Facial recognition technology entails facial detection and verification, identification and classification. The technology is used to infer a user’s age, gender and emotions–and feeds on the biometric data to throw up results.
Genderify, launched in 2020, determines the gender of a user by analysing their name, username and email address using AI. The platform was launched on the product showcase site Product Hunt and had in-built tools to categorise users into male or female. However, Genderify’s results carried gender stereotypes. For example, prefixes like doctor or scientist leaned towards male and the word ‘stupid’ had a 61.7% probability of being identified as female.
The creator of Genderify, Arevik Gasparyan, originally conceived the app as a marketing tool–exploiting customer data, analytics and demographic data–to extract business insights. However, the Twitter backlash prompted the founders to take the app off circulation a week after its launch.
Gender experts and digital rights activists have sounded the alarm on the risks of computer-driven image recognition systems that determine gender.
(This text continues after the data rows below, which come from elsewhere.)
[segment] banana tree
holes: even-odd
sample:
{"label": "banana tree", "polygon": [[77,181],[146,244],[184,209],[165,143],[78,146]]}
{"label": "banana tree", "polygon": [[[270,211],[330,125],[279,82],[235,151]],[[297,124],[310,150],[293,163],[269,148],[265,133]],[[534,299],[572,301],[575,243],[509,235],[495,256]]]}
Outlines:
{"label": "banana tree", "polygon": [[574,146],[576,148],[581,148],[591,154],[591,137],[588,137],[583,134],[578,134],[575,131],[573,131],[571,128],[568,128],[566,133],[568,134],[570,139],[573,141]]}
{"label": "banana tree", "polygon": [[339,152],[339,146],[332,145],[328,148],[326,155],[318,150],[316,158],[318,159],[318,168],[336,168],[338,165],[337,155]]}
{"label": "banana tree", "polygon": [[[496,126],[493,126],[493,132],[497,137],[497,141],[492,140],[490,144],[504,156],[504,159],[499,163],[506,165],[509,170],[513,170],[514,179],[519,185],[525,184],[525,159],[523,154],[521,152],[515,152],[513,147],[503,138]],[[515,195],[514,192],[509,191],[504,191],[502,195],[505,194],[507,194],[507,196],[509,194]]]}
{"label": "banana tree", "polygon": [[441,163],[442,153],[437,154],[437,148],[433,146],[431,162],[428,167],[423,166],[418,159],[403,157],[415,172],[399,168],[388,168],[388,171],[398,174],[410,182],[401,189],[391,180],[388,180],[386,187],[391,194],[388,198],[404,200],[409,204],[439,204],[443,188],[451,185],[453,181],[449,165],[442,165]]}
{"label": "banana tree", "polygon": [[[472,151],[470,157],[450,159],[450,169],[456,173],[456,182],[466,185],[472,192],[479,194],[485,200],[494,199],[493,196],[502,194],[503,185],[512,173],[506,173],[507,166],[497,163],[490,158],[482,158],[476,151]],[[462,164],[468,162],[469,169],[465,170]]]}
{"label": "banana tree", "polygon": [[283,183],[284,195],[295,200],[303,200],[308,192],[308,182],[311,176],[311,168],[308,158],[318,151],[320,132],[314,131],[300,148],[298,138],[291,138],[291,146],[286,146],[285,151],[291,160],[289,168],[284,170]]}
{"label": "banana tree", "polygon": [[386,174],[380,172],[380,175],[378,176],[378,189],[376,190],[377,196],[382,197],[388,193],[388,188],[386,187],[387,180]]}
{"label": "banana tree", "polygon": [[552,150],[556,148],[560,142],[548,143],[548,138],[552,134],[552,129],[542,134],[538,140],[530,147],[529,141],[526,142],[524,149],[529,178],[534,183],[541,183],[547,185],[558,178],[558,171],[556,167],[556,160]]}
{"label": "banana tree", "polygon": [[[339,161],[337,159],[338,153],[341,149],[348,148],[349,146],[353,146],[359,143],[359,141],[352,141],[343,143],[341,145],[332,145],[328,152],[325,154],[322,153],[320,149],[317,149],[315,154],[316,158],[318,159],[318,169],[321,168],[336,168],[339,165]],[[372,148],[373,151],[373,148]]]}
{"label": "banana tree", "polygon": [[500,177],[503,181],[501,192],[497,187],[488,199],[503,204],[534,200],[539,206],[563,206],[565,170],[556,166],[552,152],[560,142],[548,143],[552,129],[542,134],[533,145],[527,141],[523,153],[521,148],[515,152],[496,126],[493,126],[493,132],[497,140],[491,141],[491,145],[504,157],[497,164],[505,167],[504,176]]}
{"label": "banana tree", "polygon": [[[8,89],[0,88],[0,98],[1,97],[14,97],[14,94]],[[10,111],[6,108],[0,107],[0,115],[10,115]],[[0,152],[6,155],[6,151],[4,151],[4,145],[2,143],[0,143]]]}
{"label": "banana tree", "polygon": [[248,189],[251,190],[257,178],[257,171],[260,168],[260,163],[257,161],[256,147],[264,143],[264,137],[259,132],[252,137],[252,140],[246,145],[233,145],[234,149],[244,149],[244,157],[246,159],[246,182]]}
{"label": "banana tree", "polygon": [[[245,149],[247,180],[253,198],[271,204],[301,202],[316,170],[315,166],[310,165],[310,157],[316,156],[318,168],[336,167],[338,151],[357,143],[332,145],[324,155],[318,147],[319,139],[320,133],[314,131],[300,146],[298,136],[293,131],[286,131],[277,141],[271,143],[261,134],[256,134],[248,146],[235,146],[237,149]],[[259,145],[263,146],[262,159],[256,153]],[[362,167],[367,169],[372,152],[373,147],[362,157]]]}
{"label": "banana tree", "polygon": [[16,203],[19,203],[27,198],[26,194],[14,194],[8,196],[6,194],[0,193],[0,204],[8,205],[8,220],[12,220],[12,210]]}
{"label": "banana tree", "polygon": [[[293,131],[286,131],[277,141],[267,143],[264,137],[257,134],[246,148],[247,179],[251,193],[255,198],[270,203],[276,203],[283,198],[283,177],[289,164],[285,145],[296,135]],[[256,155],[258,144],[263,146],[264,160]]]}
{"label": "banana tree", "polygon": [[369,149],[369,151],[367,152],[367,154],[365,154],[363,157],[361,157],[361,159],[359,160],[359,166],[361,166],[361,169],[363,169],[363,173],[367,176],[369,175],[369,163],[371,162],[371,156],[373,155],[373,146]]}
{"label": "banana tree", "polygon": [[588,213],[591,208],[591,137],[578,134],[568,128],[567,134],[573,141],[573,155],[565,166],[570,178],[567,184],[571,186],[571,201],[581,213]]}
Automatic Gender Recognition technology (AGR) is equipped to only detect two genders – male and female–by assessing the bone structure of their faces, effectively cancelling trans and non-binary genders and people of colour.
There are two major underlying issues at play here: Firstly, a person’s gender is inferred only by assessing their physical characteristics; secondly, AGR assumes gender and sex to be the same thing. Humans generate, collect and label the datasets, and also pick the algorithm to analyse the data. As a result, the datasets will have inherent biases, and the chances are, the biases of people building the model might also creep into the algorithm.
According to a paper published by the Stanford Social Innovation Review in 2021, only 22% of women work in data science and AI. In addition, men in low-income and middle-income households are 20% more likely to own phones, and around 300 million fewer women use the internet on their phones than men.
But how do we approach the issue of gender discrimination in AI? Being a woman herself, Grover intended to create an inclusive platform for women and ended up with a trans-exclusionary app. The deployment of this technology could have serious consequences: Say if the surveillance system was designed to alert security if a person of the ‘wrong gender’ entered a bathroom.
Os Keyes studies the nexus between gender and technology at the University of Washington. She is openly transgender. “Frankly, all the trans people I know, myself included, have enough problems with people misgendering us, without robots getting in on the fun,” Keyes said.
Tech giants like Amazon and Microsoft, both of which offer facial-analysis services, have kept quiet over the solutions to these problems. In its Rekognition developer guide, Amazon noted the predictions on gender made by its facial analysis software should not be used to categorise a user’s gender identity. Clearly, it’s not a silver bullet.
Gender data can be useful, but only if handled with care. Therefore, the stakeholders should work together and take stock of the ethical, social, and moral concerns around gender data before deploying such AI models.